The Thomas E. Watson Papers Digitization Project went beyond the goals of straightforward large-scale digitization by providing additional functionality through the gathering of item-level records for materials in Series 1. Correspondence and Series 8. Photographs. Because of this added metadata (endcoded as described in the Metadata section of this website), end-users can search and browse letters and photographs by names, dates, locations, and subjects.

Systems Overview

The Thomas E. Watson Papers Digital Collection is built using a combination of images delivered via a djatoka JP2 image server and metadata stored in an eXist XML database. Images are viewed and manipulated using an OpenLayers image viewer, and metadata is manipulated and delivered using XQuery, XSLT and PHP.

Accessing the SHC's Digitized Collections

Using the data gathered through the course of the two grants, the Southern Historical Collection, the UNC-Chapel Hill Library Systems Office, and the Carolina Digital Library and Archives developed an easy-to-implement, low-cost solution for the Web delivery and presentation of archival collections digitized on a large scale. Using this solution, EAD-encoded finding aids are automatically linked to digitized materials which are delivered using CONTENTdm Digital Collection Management Software.

EAD-encoded finding aids are transformed from XML to HTML using XSLT. During the transformation, a unique ID is generated for each container in the collection. This container identifier consists of the container type and the container number joined together with an underscore. (For example, the ID generated for folder number 7 would be 'folder_7'.) A javascript is invoked upon download of the finding aid, which searches the CONTENTdm API for the finding aid's collection ID. If the API finds anything, it returns a list of container identifiers (e.g. folder_7). The javascript then walks the finding aid and creates a link to digitized materials where it finds a match.
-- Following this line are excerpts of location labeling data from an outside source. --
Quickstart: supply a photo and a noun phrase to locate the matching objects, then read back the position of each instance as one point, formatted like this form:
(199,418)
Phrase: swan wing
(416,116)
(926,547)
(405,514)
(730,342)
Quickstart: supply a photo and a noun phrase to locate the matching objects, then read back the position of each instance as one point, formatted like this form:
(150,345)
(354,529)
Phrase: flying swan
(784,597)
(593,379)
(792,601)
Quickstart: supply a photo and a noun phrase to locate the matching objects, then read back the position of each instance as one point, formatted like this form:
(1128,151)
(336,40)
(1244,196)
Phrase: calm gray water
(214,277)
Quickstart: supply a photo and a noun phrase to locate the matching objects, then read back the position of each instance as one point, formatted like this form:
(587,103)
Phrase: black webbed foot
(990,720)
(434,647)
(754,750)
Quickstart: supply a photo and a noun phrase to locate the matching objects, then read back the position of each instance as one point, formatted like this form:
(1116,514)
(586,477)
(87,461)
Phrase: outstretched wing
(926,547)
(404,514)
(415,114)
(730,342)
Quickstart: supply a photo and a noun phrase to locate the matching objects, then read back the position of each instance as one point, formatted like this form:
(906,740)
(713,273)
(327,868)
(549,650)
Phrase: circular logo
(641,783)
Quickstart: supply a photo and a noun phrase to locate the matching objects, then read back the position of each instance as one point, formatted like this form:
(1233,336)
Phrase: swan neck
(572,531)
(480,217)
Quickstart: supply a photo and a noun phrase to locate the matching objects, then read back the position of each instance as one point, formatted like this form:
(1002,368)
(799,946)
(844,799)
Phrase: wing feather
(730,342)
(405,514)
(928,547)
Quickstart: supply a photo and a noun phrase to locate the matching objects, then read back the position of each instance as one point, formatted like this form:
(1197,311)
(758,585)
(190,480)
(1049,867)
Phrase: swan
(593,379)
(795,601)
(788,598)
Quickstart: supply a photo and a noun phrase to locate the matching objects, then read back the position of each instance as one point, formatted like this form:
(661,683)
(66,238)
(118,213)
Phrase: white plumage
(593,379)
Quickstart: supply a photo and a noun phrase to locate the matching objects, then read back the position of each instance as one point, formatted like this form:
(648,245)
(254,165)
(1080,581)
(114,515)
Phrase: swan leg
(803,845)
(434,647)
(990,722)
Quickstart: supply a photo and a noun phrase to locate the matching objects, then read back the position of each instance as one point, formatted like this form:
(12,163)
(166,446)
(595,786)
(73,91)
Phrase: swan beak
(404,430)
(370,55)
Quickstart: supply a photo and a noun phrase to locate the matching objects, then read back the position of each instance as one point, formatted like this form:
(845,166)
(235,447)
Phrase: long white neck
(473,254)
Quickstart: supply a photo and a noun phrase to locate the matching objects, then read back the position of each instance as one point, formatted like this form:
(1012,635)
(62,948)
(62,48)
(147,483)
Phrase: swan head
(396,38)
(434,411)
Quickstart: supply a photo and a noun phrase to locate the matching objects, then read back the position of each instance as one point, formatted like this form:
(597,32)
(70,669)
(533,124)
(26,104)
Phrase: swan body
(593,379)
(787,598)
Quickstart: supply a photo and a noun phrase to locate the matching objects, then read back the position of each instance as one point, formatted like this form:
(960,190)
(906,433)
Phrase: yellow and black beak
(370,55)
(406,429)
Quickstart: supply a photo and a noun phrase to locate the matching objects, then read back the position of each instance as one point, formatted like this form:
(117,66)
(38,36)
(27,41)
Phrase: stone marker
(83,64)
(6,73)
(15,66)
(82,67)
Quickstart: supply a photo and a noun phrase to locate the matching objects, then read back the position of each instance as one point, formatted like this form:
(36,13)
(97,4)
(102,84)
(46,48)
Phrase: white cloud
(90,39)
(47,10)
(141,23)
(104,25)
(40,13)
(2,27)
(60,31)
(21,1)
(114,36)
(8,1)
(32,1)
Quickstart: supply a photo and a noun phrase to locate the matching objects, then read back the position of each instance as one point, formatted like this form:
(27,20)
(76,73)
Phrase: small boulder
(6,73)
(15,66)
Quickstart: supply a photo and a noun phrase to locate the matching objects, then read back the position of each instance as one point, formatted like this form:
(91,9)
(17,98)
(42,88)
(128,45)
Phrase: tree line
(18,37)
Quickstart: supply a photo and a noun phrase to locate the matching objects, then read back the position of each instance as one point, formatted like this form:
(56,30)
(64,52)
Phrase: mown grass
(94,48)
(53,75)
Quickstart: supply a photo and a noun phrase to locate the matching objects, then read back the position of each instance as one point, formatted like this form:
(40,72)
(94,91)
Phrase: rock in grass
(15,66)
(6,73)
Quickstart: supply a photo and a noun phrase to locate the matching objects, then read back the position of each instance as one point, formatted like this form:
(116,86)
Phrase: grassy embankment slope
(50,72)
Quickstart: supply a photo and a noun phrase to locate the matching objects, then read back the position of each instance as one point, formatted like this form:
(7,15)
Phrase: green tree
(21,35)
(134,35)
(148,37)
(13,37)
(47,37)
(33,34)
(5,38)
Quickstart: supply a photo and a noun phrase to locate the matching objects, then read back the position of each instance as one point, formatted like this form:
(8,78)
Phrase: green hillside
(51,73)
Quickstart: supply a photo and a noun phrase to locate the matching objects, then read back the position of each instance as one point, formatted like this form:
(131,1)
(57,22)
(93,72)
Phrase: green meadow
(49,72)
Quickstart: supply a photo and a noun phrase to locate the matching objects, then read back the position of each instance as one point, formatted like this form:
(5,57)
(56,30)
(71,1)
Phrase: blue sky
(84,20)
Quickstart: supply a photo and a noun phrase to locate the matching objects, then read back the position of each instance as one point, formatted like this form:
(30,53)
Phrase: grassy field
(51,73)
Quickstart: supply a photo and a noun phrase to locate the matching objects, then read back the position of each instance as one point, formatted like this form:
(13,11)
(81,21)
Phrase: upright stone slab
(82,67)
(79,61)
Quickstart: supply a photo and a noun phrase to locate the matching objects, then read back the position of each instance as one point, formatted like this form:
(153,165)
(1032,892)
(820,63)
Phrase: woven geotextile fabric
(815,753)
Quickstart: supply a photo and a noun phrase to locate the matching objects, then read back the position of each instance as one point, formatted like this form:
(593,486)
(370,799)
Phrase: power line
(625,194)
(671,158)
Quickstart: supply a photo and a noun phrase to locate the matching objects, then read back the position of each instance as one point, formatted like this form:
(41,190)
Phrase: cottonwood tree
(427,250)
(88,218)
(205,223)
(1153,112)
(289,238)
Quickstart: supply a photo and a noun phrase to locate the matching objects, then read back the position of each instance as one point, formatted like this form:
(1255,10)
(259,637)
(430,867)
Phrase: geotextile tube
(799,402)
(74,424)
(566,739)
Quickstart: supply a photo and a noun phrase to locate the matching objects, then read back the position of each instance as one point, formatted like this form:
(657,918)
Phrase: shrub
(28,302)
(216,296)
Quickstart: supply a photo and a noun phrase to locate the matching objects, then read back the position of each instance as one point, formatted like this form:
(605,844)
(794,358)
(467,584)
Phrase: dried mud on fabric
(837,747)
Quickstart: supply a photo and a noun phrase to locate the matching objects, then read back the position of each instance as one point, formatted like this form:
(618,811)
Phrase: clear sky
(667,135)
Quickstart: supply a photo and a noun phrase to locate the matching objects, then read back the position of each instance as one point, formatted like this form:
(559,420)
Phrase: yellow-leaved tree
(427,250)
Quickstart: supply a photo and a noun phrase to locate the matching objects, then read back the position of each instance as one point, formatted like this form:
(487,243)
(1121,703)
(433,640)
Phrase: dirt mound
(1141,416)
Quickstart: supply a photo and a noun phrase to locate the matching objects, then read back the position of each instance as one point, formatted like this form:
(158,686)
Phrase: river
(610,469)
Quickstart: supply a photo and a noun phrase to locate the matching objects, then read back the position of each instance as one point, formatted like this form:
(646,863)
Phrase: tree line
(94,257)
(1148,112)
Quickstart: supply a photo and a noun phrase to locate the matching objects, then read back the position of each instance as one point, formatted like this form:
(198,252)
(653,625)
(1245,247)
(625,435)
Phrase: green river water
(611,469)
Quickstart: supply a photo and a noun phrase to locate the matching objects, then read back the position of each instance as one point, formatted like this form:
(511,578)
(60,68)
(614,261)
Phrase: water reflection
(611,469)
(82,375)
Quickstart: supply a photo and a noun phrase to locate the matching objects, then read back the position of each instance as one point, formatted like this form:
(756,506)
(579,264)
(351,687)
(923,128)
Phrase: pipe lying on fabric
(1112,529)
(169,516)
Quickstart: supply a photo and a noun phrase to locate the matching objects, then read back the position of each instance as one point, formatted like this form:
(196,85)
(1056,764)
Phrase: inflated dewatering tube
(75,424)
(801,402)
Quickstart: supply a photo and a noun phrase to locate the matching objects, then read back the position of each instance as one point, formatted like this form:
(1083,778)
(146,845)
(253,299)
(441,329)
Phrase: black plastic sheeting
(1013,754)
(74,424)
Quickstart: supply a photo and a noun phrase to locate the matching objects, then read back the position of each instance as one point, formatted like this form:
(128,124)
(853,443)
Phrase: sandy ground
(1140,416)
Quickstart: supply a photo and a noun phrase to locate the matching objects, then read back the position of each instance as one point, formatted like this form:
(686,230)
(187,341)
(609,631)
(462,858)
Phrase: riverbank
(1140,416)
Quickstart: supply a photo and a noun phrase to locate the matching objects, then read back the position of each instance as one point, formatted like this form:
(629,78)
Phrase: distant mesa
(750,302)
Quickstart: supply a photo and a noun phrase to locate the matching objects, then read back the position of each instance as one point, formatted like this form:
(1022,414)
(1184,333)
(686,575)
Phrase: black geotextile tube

Using this system, links appear in finding aids only after materials have been digitized and uploaded to CONTENTdm with the appropriate metadata. Metadata uploaded to CONTENTdm—including the collection name and number, the location of the materials within the collection, the container number and title, file name, and hook ID—is automatically generated from collection finding aids by way of another XSLT transformation. The inclusion of this metadata not only allows the automatic linking system to work, but provides useful contextual information to the end-user without having to go through the process of painstakingly creating metadata records by hand.